The task force and city staff recommended hiring a consultant with transit experience to help with the project. The plan recommends starting with a limited system:

A loop in downtown Fort Worth

A route along West Seventh Street to the Will Rogers Center and the University of North Texas campus

A route down South Main Street with a spur to Evans Avenue and Rosedale Street, and a connection to the medical district along Magnolia and Eighth avenues.

The plan has broad support among the City Council — whose members inspected similar systems in Seattle; Tacoma, Wash.; and Portland, Ore., earlier this year.

Being left out

Council members Kathleen Hicks and Sal Espino, though, questioned why the original routes left out low-income neighborhoods on the north and southeast sides of town.

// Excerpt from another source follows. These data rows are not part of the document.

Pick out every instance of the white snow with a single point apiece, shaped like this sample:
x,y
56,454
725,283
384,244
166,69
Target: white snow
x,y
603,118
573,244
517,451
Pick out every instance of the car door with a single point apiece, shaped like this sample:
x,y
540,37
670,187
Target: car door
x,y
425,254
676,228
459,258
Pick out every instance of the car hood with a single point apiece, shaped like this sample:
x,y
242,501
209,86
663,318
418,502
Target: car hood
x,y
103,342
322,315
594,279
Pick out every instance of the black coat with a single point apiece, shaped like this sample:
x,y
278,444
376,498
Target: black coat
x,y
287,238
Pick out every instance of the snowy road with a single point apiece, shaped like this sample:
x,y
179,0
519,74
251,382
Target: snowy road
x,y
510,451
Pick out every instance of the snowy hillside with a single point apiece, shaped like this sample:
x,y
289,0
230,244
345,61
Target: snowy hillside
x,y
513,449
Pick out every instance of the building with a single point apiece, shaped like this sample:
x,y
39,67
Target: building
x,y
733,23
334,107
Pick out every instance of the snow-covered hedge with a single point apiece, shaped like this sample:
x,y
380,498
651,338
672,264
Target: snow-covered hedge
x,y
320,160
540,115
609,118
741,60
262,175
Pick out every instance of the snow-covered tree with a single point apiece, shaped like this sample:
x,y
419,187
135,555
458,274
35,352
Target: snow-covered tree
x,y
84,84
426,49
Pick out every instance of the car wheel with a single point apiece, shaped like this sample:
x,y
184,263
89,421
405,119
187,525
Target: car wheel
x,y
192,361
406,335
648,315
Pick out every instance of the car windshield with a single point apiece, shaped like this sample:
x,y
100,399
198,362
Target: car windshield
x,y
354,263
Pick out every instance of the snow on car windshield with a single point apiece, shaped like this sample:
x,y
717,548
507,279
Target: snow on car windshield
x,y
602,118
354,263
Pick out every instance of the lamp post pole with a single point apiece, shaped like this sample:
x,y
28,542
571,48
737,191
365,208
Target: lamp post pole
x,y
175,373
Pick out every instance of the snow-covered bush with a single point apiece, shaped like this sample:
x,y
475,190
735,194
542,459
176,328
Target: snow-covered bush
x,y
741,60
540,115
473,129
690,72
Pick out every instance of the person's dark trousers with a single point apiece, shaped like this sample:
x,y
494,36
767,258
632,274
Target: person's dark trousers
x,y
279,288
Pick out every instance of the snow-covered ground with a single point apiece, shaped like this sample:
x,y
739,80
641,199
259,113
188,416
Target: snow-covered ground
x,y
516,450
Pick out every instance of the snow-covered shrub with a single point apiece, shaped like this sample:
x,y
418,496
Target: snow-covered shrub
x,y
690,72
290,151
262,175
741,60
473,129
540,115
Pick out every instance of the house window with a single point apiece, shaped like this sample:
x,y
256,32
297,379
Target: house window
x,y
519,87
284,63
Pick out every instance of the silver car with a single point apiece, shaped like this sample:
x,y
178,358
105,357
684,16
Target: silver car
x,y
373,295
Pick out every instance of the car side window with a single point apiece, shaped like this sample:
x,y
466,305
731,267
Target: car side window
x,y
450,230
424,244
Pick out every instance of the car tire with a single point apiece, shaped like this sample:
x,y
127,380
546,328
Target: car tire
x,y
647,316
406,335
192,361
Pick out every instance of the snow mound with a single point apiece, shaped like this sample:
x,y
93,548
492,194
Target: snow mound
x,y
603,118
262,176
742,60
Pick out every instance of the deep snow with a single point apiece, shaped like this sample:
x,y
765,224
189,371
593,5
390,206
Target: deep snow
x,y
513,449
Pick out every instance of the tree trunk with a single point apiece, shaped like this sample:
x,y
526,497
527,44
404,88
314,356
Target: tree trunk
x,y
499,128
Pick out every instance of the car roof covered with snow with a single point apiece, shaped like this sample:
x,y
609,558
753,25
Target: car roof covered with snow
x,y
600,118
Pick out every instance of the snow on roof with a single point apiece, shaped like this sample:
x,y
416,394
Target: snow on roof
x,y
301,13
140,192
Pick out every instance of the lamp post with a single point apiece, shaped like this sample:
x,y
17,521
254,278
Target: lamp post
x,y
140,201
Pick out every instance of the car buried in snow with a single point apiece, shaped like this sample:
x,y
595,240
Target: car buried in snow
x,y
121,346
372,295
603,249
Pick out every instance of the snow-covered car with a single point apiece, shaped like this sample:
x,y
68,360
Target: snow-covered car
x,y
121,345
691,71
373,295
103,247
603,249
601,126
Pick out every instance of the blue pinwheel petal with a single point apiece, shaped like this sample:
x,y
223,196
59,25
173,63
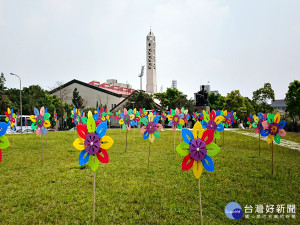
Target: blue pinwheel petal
x,y
281,124
101,129
146,135
156,120
36,111
209,165
44,130
3,128
187,136
220,127
181,115
264,133
83,160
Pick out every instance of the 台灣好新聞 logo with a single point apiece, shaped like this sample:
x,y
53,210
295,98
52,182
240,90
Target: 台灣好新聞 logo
x,y
233,211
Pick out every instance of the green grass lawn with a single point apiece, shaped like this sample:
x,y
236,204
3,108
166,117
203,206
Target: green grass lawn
x,y
127,192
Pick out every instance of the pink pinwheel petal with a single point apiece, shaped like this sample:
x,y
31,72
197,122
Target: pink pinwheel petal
x,y
282,133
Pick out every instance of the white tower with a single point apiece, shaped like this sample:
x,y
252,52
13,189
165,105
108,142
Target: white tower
x,y
151,86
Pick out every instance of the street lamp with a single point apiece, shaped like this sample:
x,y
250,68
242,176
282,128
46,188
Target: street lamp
x,y
20,98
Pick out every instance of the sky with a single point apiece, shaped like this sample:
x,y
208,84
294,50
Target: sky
x,y
233,45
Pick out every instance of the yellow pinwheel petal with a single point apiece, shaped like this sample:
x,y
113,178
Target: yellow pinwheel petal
x,y
198,130
197,169
106,142
32,118
47,123
79,144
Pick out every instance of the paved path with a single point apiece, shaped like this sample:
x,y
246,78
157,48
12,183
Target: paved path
x,y
283,142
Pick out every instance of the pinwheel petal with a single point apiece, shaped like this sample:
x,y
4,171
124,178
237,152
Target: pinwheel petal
x,y
79,144
83,160
212,149
44,130
156,134
183,149
106,142
104,158
93,163
47,123
282,133
36,111
3,128
187,162
146,135
82,131
277,138
198,130
187,136
197,169
281,124
208,163
4,142
101,129
208,136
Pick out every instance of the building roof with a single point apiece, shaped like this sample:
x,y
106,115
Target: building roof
x,y
107,91
278,103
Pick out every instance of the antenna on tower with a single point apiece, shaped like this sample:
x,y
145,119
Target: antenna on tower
x,y
140,76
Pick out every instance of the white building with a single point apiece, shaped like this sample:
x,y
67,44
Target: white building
x,y
151,86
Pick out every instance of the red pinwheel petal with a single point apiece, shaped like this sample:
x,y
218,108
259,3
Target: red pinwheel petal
x,y
208,136
185,164
104,158
82,130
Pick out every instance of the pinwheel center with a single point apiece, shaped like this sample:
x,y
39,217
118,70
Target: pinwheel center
x,y
92,143
211,125
150,127
274,129
198,149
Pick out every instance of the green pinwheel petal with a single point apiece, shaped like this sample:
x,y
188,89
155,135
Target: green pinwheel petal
x,y
93,163
277,138
156,134
212,149
84,120
91,125
217,134
33,126
144,121
183,149
4,142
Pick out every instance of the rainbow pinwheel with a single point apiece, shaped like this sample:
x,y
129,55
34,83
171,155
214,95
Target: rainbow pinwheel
x,y
4,142
175,119
150,129
197,150
273,128
40,121
10,117
250,120
213,122
93,145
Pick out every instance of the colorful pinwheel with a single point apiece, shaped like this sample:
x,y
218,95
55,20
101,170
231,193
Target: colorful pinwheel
x,y
150,129
213,122
197,150
93,145
4,142
40,121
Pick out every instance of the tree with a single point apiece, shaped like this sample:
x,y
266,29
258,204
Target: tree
x,y
4,99
292,98
141,100
174,98
77,99
216,101
262,96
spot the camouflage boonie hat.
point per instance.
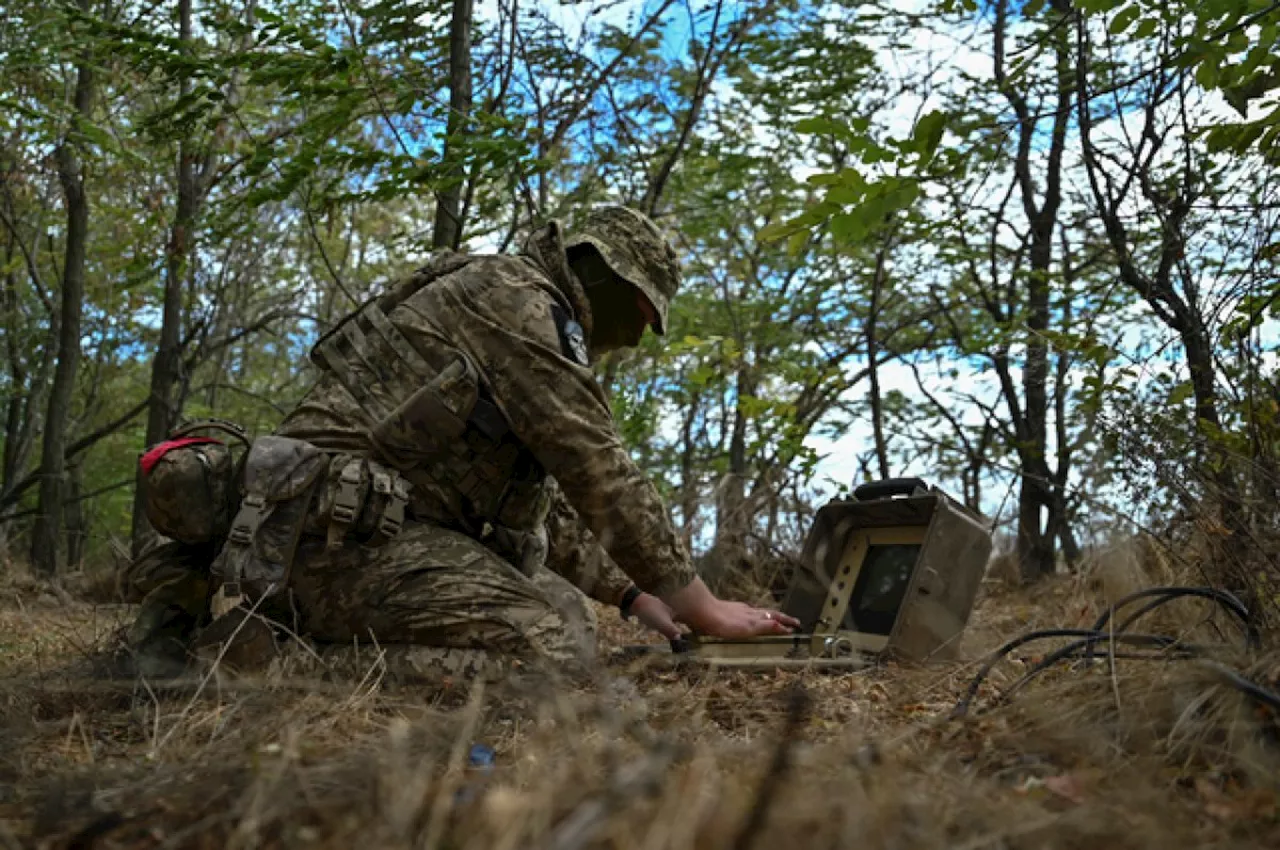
(636, 251)
(190, 489)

"That area of the city has the highest ridership of public transit," Hicks said.

Future routes would run further along East Rosedale to serve southeast Fort Worth and along North Main Street to the Stockyards on the north side.

The trains would run on existing streets and are designed to supplement buses and other forms of transit. It would be a separate system from commuter trains, such as the Trinity Railway Express, that run on existing railroad tracks and are intended to carry large numbers of people over long distances.

Working together

Councilman Joel Burns said it’s important that the different systems work together.

"It’s got to be right outside the door. That’s the way you get a nurse who lives in Bedford to ride the TRE, get the streetcar and take it to his or her job at the hospital," he said.

The biggest source of capital funding — $89 million — would come from the existing tax increment financing districts that already pay for extra amenities. The downtown improvement district also would kick in money.

About $97 million would come from the city, Tarrant County, gas well revenue and hotel taxes. But that level of funding would require expanding the tax districts and possibly changing state law to allow an increase in hotel taxes.

The funding gap — $64 million — is equivalent to the cost of three miles of track, Taft said.